Models
Google launches new LLM, Gemini 3.5 Flash. Faces skepticism
Strong numbers on Google's own charts. In the AI community, the mood is different, especially after Cursor released Composer 2.5.
On May 19, Google launched Gemini 3.5 Flash. Logan Kilpatrick (product lead for Google AI Studio and the Gemini API at Google DeepMind) called it the company's most capable Flash model yet, tuned over six months for agent workflows in the real world. The model is rolling out across Google's products now. On stage, the story was clear: more intelligence, more speed, better price.
Google's own numbers look strong. DeepMind's published eval table puts 3.5 Flash at or near the top on agentic benchmarks, multimodal tasks, and coding tests such as Terminal-Bench 2.1, close to GPT-5.5 and ahead of Claude Sonnet 4.6 on several rows.
The mood in the AI community was different. The day before, Cursor had released Composer 2.5, and the conversation quickly moved to what models actually deliver in real coding work, and at what price. Benchmarks do not tell the whole story.

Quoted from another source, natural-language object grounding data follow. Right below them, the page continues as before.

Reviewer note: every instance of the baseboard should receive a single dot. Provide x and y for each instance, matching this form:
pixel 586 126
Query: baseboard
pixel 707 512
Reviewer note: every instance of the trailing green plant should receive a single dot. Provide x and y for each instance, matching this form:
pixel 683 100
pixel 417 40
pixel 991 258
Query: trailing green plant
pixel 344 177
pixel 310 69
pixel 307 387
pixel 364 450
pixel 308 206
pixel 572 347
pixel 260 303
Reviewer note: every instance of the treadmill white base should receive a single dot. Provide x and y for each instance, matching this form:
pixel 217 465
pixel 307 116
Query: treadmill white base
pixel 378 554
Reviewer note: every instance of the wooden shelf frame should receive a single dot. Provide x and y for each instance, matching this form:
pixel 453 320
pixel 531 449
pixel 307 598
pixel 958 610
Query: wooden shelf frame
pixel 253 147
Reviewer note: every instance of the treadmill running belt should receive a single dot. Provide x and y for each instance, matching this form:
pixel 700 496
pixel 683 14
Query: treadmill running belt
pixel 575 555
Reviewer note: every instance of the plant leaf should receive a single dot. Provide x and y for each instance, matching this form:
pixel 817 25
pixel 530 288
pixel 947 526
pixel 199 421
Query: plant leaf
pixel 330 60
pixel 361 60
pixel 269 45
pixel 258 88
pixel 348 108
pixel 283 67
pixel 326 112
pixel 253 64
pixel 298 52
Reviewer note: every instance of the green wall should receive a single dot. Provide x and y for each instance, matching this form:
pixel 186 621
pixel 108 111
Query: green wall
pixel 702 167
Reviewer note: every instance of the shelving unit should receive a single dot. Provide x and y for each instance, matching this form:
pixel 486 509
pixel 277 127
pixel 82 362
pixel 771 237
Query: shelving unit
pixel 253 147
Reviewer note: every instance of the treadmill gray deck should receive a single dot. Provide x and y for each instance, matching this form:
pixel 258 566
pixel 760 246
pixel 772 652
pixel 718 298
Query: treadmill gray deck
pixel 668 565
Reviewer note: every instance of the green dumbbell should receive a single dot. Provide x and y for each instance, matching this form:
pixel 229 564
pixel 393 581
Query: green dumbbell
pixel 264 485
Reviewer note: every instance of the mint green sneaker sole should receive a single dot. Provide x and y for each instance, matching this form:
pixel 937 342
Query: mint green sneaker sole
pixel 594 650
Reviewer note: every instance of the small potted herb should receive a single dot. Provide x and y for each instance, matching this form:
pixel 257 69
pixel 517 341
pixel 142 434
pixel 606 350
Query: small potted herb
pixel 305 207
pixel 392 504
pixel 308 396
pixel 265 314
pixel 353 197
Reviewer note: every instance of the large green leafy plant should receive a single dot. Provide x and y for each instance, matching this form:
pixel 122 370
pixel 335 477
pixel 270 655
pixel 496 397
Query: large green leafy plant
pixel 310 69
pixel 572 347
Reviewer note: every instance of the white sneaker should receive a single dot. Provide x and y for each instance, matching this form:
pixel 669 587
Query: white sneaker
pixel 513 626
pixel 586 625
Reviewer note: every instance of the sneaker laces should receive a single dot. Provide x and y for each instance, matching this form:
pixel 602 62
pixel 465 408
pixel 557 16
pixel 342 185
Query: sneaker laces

Once the community had tried Gemini 3.5 Flash for themselves, the picture was clear: the model is behind in practice. It raises a fair question: how can one of the world's largest companies, with Google's advantages in data, infrastructure, and research talent, not quite compete at the same level as the other leading labs right now, especially when Cursor launches a model that performs far better on the tasks developers actually measure?
The community chart is not official Google data, but it captures the gap. Composer 2.5 scored higher on the coding eval at roughly a third of the cost per task.
Criticism went further than one graph. Prominent voices such as Theo, former Twitch engineer and co-founder of T3 Chat, argued that Google's launch materials talk up speed and benchmarks, but say less about what the model actually costs to run. The bill runs about $1.50 per million input tokens and $9 per million output, a steep step up from earlier Flash models. Reasoning Tokens can push the bill even higher. In his own agentic test, Gemini 3.5 Flash failed to rewrite a small game. GPT-5.5 completed it, including a 3D version.
Google launched a Gemini 3.5 Flash model that looks competitive in Google's own benchmarks, but the AI community measures something else: verified third-party tests, price per solved task, and whether the code runs. Against Cursor's Composer 2.5, that gap is hard to ignore.